Future-proofing Predictive Maintenance with MLOps and continuous AI
The most Innovative companies are always considering a variety of new techniques to include real-time analytics on streaming data into their ecosystems. In particular, these technologies allow us to ship software to production in minutes with maximum reliability, while shortening the development cycles, increasing deployment velocity, and dependable releases.
Innovation paves the way to many valuable use cases: predictive maintenance, operations optimization, financial services risk reporting and cybersecurity, among others.
The challenge: Predictive maintenance
Predictive maintenance is an example of real-time use cases that is critical for modern enterprises since organizations require equipment to run continuously and in a cost effective way. Before the adoption of digital manufacturing practices, factory managers were required to manually schedule (corrective or preventive) maintenance operations and repair machine parts.
McKinsey and Company found that AI based predictive maintenance typically generates a 10% reduction in annual maintenance costs, up to a 25% downtime reduction and a 25% reduction in inspections costs.
The role of preventive maintenance is to avoid catastrophic failures while managing unnecessary downtime. It is a proactive maintenance method looking to predict machine failure and proposes to balance the two approaches by enabling just in time component replacement.
How Fyrefuse and MLOps can help companies across industries to improve business performance
Predictive Maintenance is all about predicting failures and performing the right maintenance routines in order to reduce costly equipment downtimes. To do that, a large amount of data is required from the most sparse data sources (IoT devices and real-time streaming data platforms). Then, there’s the need for an orchestration platform that can deploy these data into specific analytics platforms ready to be analyzed.

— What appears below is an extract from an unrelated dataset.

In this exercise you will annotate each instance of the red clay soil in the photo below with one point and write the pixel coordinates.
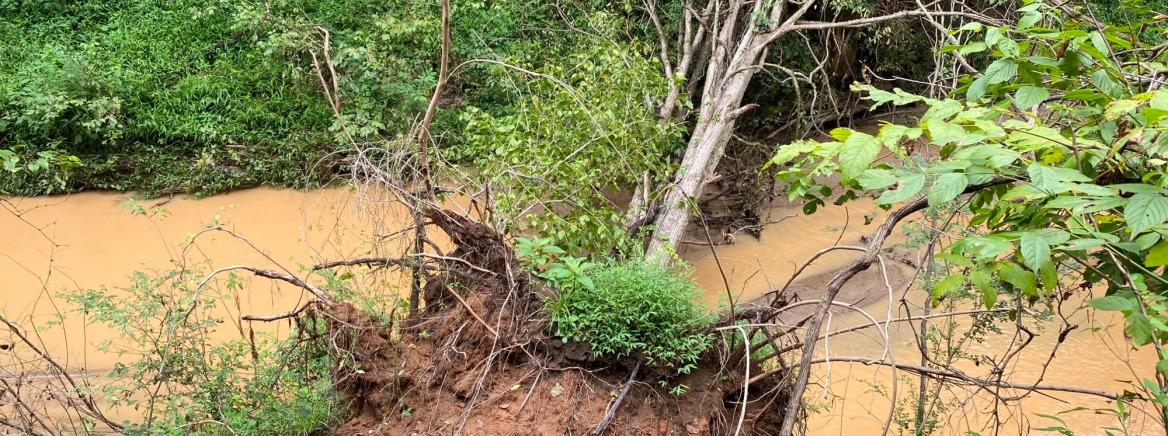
(444, 372)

Fyrefuse offers the possibility to use reusable data ingestion pipelines with zero coding swiftly. The platform provides real time monitoring of multiple concurrent executions and eliminates undocumented data flows.

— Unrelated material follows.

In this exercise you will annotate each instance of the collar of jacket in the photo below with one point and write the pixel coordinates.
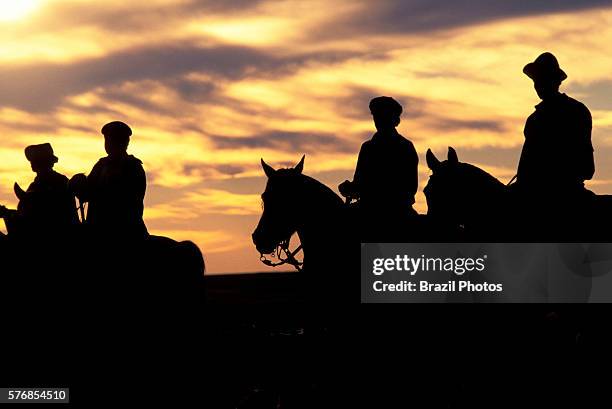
(553, 101)
(381, 136)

Real-time monitoring and analysis of critical variables allow immediate interventions to solve issues before they arise. Additionally, time series analysis can highlight anomalies and deviations. While these deviations may seem acceptable when examined in isolation, time series analysis can identify abnormal patterns and predict future problems.

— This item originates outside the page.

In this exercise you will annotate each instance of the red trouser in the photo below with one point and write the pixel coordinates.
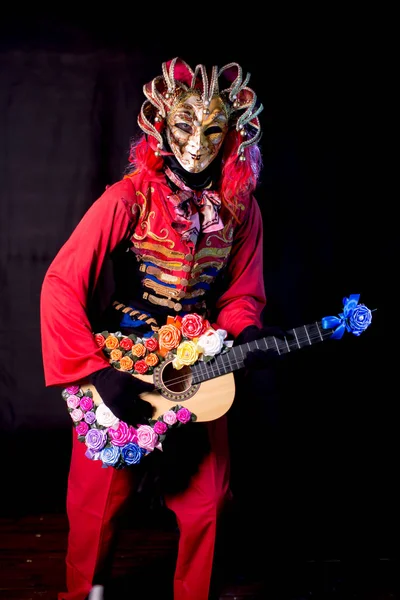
(96, 495)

Utilizing the power of Fyrefuse, organizations can now easily ingest, store, process, and analyze unlimited volumes and varieties of sensor data; use powerful processing and analytics tools across data in motion as well as static data; and leverage machine learning capabilities across petabytes of data to drive real-time predictive maintenance.
Conclusion
Earlier detection can help dramatically reduce equipment downtime and maintenance costs, enabling increased production and increased profit margins for the asset owner.
Fyrefuse, through the combination with MLOps and AI, is helping companies in their challenge towards downtime reduction due to equipment failures and, improving product quality and customer satisfaction.